The aims of this study were: to investigate the protection mediated by other NAMs (MTEP and Fenoabam) against anoxic damage in isolated hepatocytes and to investigate the liver functionality in two ex vivo models of I/R.
Male Wistar rat hepatocytes were exposed to 90 minutes anoxia at 37°C with: MPEP and 3-((2-methyl-4-thiazolyl ethynyl pyridine (MTEP) at 3-30μM, Fenobam at 1-10-50-100μM. Hepatocytes viability was evaluated by trypan blue exclusion and LDH release. Wildtype and mGluR5 knockout livers from Balb-c mice were isolated, subjected to cold or normothermic I/R and treated with MPEP 0.3μM; transaminases release, BAX and Bcl-2, iNOS, eNOS and TNF-α protein expression were evaluated in cold I/R samples, while LDH, AST, TNF-α release were evaluated in normothermic samples.
MPEP 30μM, MTEP 3μM and Fenobam 50μM improved significantly anoxic isolated hepatocytes viability respect to anoxic controls. MPEP addition during I/R significantly reduced LDH, transaminases and TNF-alpha respect to ischemic controls in both cold and normothermic I/R, with a trend similar to mGluR5 knockout samples. Furthermore, MPEP reduced TNF-α levels, causing selectively iNOS expression decrease without affecting eNOS expression.

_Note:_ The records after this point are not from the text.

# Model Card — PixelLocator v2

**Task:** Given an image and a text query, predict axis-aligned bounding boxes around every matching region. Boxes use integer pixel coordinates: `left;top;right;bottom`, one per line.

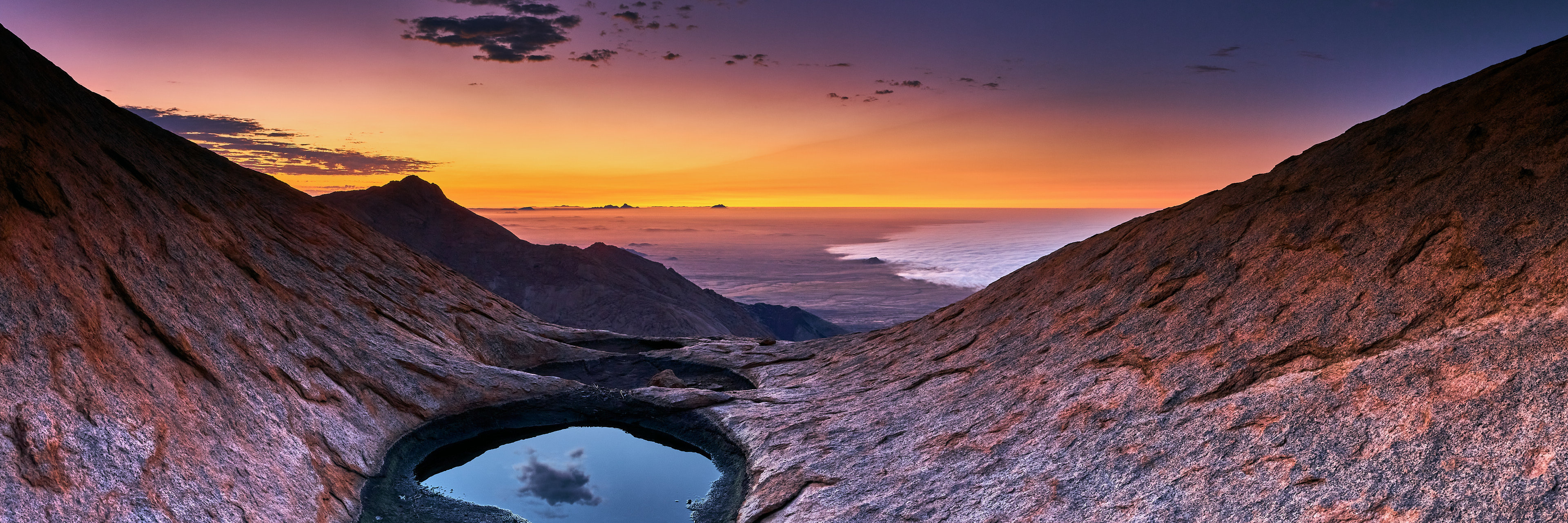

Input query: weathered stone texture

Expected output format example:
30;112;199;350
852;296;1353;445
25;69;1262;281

0;24;599;523
0;16;1568;523
699;34;1568;523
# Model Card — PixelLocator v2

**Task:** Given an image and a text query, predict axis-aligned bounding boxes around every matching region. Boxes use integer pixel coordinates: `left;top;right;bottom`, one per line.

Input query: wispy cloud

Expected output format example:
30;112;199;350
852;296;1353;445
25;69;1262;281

1209;45;1242;56
125;105;439;174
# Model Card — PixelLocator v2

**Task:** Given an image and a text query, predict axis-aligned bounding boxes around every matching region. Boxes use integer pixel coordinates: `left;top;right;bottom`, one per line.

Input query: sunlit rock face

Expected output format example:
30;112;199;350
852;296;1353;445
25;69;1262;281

9;8;1568;523
0;22;686;523
317;176;809;339
690;34;1568;523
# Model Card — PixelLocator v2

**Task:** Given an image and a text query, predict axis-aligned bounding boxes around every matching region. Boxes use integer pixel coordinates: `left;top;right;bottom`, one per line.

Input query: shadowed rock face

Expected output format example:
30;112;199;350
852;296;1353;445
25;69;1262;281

15;13;1568;523
317;176;844;341
0;22;754;523
696;34;1568;523
746;303;850;341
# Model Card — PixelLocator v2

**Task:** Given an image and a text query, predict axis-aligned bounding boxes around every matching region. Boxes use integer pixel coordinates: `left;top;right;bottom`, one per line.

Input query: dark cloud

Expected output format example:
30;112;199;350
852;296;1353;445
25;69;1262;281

125;105;439;174
1187;66;1236;72
572;49;619;61
403;14;582;63
447;0;561;16
517;449;604;506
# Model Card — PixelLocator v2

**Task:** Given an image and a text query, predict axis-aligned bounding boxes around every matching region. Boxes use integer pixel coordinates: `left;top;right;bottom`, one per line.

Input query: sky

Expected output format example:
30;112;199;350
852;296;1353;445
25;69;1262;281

0;0;1568;207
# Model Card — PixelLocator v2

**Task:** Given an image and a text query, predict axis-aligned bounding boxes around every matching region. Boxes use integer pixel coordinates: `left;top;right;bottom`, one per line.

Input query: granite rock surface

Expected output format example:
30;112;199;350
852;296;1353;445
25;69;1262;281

696;34;1568;523
0;23;724;523
0;13;1568;523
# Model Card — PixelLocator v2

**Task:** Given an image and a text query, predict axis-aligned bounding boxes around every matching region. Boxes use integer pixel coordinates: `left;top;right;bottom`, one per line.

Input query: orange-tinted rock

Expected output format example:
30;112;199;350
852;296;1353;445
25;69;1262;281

0;22;605;523
9;11;1568;523
696;34;1568;523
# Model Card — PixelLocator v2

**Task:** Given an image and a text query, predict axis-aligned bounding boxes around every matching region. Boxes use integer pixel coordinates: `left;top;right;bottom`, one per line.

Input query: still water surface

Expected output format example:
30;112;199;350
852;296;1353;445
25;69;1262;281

425;427;718;523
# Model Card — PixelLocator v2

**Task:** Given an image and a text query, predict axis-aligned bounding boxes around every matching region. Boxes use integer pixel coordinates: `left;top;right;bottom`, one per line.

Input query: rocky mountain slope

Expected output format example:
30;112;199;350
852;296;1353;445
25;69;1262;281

317;176;847;341
712;34;1568;523
746;303;850;341
0;23;755;523
9;13;1568;523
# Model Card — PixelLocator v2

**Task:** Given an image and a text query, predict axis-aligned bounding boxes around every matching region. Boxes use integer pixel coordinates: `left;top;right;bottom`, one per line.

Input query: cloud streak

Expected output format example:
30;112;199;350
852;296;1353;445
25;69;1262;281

1209;45;1242;56
401;12;582;63
125;105;439;174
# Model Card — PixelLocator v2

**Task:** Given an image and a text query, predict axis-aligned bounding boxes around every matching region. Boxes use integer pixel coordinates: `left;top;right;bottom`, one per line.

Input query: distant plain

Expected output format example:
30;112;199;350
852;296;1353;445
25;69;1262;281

474;207;1152;331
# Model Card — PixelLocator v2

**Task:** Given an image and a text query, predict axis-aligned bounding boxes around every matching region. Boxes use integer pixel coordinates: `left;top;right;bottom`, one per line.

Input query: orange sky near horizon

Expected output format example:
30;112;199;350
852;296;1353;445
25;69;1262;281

0;0;1568;209
279;102;1338;209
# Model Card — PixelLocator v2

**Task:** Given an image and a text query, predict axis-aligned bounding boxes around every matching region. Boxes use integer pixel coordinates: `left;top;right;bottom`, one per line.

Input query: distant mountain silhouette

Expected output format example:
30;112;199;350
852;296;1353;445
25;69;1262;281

746;303;850;341
317;176;845;341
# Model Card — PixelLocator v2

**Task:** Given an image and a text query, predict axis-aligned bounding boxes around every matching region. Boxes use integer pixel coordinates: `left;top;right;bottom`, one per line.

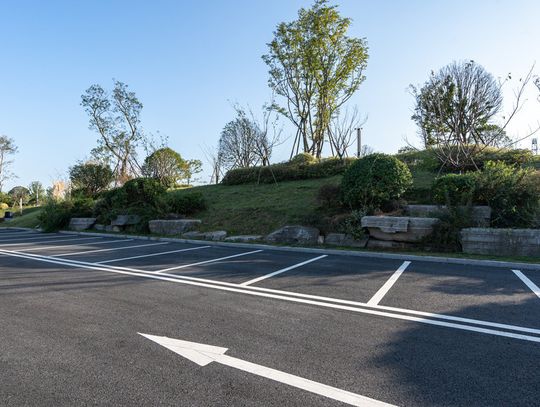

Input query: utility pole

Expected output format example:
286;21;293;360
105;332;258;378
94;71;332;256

356;127;362;158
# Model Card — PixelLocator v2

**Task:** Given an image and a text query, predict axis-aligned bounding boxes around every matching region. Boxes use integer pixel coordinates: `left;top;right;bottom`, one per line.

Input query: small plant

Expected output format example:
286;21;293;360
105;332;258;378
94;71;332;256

341;153;412;209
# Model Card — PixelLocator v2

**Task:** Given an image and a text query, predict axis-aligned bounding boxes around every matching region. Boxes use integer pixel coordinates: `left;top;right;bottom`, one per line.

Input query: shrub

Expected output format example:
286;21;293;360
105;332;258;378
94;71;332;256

431;173;477;205
221;158;356;185
165;190;206;215
39;199;94;232
475;162;540;227
341;153;412;209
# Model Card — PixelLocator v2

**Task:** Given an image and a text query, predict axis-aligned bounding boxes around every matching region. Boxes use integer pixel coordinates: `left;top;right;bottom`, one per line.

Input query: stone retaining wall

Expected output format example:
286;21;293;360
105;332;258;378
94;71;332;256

461;228;540;257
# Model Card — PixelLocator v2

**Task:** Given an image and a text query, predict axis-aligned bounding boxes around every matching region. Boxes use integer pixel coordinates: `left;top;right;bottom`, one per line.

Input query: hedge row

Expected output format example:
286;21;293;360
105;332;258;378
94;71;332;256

221;158;356;185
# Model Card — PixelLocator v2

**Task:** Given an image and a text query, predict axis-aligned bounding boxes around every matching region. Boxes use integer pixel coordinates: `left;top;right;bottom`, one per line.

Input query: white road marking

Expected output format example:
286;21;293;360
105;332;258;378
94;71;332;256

139;333;392;407
19;237;103;252
512;270;540;298
51;239;169;257
368;261;411;305
0;235;79;246
0;236;103;247
154;250;262;274
96;246;212;264
0;249;540;343
240;254;328;286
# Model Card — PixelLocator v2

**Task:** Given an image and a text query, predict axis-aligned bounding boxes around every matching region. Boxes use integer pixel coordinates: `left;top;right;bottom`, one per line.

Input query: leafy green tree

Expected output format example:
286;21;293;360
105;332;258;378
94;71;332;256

81;81;145;184
69;162;114;197
8;185;30;205
28;181;45;206
143;147;189;188
263;0;368;157
0;136;18;191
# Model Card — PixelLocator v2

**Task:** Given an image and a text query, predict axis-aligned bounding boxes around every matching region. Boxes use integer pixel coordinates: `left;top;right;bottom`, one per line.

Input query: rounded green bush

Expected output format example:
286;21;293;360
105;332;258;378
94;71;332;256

341;153;412;209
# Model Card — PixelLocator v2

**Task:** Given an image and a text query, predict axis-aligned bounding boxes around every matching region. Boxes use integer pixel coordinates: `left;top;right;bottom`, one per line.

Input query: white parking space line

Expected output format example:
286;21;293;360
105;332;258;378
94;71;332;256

512;270;540;298
154;250;262;273
368;261;411;305
0;235;74;245
51;239;169;257
18;236;103;252
96;246;212;264
0;249;540;343
0;236;99;247
240;254;328;286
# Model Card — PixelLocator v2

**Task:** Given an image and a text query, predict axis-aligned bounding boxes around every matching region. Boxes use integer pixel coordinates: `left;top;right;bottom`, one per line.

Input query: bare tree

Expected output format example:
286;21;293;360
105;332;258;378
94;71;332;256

81;81;144;184
328;106;367;159
0;136;18;191
411;61;538;169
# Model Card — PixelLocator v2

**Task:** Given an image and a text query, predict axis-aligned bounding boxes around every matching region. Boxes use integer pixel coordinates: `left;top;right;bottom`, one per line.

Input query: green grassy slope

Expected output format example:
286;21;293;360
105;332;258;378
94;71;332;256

0;208;42;228
186;176;341;234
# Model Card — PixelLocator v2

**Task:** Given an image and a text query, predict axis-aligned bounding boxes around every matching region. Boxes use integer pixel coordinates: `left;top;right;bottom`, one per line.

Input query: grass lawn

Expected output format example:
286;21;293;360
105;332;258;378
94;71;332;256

0;207;42;228
177;176;341;235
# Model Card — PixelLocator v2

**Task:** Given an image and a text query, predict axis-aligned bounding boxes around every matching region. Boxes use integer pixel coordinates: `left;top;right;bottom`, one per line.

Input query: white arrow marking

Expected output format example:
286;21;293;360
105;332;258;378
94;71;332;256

139;333;393;407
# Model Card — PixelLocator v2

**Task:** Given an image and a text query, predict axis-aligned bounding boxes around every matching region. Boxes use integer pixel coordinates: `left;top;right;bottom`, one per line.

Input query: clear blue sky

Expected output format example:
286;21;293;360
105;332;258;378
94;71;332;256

0;0;540;189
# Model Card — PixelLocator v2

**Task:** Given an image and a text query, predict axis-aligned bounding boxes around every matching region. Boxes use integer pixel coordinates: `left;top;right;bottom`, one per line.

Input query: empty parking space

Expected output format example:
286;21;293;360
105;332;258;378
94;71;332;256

254;256;403;302
380;262;540;328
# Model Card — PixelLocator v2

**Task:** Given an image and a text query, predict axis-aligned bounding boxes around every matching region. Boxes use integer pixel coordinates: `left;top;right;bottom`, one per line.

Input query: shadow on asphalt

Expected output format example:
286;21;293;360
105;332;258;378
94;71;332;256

374;299;540;406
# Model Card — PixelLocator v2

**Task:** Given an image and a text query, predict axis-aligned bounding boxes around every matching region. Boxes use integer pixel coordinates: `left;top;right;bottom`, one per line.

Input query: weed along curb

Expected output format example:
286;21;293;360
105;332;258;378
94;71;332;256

60;231;540;271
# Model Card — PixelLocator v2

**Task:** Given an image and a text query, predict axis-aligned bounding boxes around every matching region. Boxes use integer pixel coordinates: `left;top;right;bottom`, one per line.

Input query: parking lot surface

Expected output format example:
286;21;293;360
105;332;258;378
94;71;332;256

0;230;540;406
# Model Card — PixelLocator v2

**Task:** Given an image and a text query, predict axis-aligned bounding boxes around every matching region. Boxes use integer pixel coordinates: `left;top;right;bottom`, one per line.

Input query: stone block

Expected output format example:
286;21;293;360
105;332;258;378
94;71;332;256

362;216;439;242
69;218;96;231
148;219;201;236
461;228;540;257
265;226;320;245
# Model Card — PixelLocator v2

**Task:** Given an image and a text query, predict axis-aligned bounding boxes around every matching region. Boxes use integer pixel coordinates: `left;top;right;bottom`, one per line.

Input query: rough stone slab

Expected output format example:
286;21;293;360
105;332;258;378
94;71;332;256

182;230;227;242
362;216;440;243
324;233;368;247
148;219;201;236
266;226;320;245
69;218;96;231
225;235;263;243
405;205;491;227
111;215;141;226
461;228;540;257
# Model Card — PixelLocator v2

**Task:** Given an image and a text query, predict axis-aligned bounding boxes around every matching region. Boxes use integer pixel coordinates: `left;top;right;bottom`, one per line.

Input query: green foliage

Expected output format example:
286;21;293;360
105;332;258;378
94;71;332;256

38;199;94;232
165;190;206;215
143;147;190;188
69;162;114;198
263;0;368;157
317;184;343;210
476;162;540;228
422;202;474;252
222;158;356;185
431;173;477;205
289;153;319;166
341;153;412;209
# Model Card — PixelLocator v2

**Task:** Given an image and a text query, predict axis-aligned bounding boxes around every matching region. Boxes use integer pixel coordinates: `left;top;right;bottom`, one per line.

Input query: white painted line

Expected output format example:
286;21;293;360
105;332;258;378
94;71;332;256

20;237;103;252
512;270;540;298
0;235;78;246
139;333;393;407
0;236;103;247
95;246;212;264
0;249;540;343
240;254;328;286
155;250;262;273
51;239;169;257
368;261;411;305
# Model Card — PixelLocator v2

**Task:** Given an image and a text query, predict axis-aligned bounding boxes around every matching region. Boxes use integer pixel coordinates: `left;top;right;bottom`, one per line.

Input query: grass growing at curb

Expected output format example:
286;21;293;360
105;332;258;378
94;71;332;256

0;207;42;228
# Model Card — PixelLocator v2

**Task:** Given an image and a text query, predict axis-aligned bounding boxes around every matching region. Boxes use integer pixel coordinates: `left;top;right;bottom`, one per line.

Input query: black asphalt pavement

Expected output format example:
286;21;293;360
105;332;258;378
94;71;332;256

0;230;540;406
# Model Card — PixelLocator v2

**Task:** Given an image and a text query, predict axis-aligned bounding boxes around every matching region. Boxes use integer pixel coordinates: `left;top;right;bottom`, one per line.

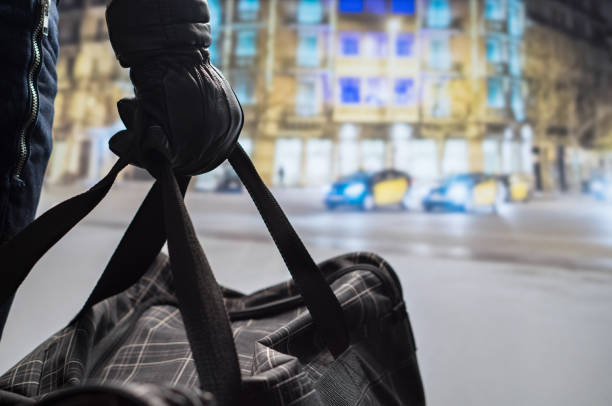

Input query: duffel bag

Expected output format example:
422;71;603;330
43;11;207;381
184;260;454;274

0;144;424;406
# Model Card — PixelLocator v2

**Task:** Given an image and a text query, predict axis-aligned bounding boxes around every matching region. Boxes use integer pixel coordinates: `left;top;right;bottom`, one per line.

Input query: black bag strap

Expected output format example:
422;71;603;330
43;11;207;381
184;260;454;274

228;144;349;358
0;158;128;303
0;158;241;405
83;144;349;357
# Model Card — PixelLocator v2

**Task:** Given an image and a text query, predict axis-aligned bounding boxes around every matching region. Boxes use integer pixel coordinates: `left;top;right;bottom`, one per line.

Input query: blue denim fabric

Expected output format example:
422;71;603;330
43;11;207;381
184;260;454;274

0;0;59;334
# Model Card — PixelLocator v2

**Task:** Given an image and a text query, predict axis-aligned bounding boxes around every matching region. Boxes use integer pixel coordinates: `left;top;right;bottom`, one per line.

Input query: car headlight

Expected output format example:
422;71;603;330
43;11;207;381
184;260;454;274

448;183;470;204
344;183;365;197
591;180;604;192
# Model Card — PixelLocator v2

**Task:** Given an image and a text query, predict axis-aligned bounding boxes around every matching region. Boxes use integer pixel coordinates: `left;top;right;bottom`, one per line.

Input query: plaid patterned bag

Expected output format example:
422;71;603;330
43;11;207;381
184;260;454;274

0;146;424;406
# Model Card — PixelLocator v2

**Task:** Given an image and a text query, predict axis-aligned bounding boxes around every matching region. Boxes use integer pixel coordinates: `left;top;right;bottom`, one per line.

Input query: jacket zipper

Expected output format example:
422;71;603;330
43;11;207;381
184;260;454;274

13;0;49;181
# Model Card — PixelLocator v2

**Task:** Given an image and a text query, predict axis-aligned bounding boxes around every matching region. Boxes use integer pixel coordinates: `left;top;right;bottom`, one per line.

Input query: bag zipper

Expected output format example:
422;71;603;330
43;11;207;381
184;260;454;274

13;0;50;182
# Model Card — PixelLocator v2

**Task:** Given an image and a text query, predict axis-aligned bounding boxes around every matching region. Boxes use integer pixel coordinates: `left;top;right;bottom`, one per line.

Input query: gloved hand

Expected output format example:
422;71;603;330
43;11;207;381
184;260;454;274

106;0;243;175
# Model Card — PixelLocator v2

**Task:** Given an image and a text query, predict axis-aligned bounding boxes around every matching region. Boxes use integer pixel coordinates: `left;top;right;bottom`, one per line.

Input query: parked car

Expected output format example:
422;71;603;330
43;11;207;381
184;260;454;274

325;169;412;211
497;173;533;202
423;173;504;211
589;176;612;201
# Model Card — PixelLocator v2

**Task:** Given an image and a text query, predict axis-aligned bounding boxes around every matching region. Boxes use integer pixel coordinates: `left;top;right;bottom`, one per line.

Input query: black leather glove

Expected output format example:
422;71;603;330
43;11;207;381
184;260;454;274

106;0;243;175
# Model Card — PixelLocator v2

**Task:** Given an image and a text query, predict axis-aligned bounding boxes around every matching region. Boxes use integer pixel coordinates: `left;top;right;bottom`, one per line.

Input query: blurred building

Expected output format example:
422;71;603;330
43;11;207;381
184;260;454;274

52;0;612;188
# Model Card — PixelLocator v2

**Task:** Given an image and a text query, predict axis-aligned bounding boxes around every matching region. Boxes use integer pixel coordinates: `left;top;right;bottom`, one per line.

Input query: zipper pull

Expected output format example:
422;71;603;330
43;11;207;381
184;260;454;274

42;0;49;37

Our results demonstrated that MPEP, MTEP and Fenobam protect rat hepatocytes against ischemic injury. Furthermore, MPEP is able to reduce susceptibility of liver grafts to the preservation injury in two ex vivo models, in which the pharmacological blockade of mGluR5, interrupting the excitotoxic cascade, reduces the inflammation mediator TNF-α.